The power to oversee the use of eminent domain in the Wall Street Redevelopment Project was returned to the [Norwalk CT] Common Council on Tuesday.
In a unanimous vote with President Michael Coffey, D-At Large, abstaining, the council approved the Spring 2007 Proposed Plan Modification to the Wall Street Redevelopment Plan Summer 2004.
According to Planning Committee Chairman Matthew Miklave, D-At Large, the modification serves to reverse a measure included in the Wall Street redevelopment plan that was approved in 2004 and authorized the Norwalk Redevelopment Agency to exercise the power of eminent domain on a list of 20 to 30 properties. The modification also makes the procedure for the use of eminent domain in the Wall Street project consistent with the procedure in the West Avenue Corridor Redevelopment Project.
With the modification, the council will discuss and vote on the use of eminent domain for each parcel being considered before granting the NRA the authority to seize it.
According to Miklave, the NRA proposed the modification for a number of reasons. Miklave said he and NRA Executive Director Timothy Sheehan had discussed the issue extensively and agreed that it was important for the city to be consistent with the way it approached eminent domain.
In addition, the previous version of the Wall Street plan required the NRA to exercise eminent domain on the parcels listed by July 2007, at which time it would lose its power to do so. However, said Miklave, "the implementation of the plan has not gone as quickly as the Redevelopment Agency or the council would have liked." Though the deadline is fast approaching, the NRA is not yet ready to seize those properties, he said.
During the public participation segment of the meeting, Ed Schmidt, the attorney representing several Wall Street property owners, argued that the city could not extend the deadline on the use of eminent domain without the consent of the property owners a consent that his clients are not willing to give.
State law dictates that the deadline may be extended if the NRA asks for an extension, the council approves it and the property owners consent, according to Miklave.

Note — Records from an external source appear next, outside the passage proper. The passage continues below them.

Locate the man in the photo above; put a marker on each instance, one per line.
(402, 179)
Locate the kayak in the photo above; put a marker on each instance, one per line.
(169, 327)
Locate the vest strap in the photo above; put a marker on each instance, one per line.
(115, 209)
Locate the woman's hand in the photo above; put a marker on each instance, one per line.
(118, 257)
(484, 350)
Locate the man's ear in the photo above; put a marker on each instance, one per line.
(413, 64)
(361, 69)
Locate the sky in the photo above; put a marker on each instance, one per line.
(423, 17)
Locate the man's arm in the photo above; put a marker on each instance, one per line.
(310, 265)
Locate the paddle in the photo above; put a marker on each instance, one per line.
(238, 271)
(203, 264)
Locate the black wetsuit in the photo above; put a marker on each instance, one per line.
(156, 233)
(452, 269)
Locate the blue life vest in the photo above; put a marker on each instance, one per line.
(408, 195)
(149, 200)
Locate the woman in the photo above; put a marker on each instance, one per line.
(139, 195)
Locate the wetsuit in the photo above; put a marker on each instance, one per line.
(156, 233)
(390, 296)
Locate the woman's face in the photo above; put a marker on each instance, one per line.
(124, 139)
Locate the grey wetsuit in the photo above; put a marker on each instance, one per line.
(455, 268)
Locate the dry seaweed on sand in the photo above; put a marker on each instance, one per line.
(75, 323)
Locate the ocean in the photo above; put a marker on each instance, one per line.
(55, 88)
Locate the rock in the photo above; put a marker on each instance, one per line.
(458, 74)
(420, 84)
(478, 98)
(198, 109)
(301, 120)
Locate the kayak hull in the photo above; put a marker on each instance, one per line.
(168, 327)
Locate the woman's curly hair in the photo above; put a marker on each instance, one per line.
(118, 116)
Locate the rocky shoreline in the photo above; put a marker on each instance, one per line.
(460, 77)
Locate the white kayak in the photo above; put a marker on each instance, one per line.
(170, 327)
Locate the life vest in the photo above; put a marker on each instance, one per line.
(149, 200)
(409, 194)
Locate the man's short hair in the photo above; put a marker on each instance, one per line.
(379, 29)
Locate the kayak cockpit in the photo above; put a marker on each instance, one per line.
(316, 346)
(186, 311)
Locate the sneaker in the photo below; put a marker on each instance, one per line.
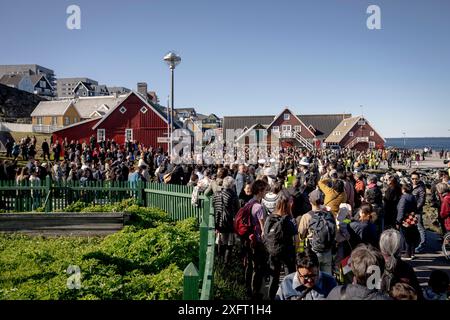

However, as Sheehan explained at the meeting, modifying the plan serves to restart the process, thus allowing the council to set a new deadline on the use of eminent domain. The amended plan has had to go through the Planning Commission, NRA and Planning Committee for comment as well as through a series of public hearings.
On Wednesday, Miklave said, "I'm pleased we're moving forward. We still have a long way to go. It's a very exiting time in our city, and we look for further public participation in making these very important decisions. At the end of the day, we're going to transform our city in ways I think we're going to be very proud of in years to come."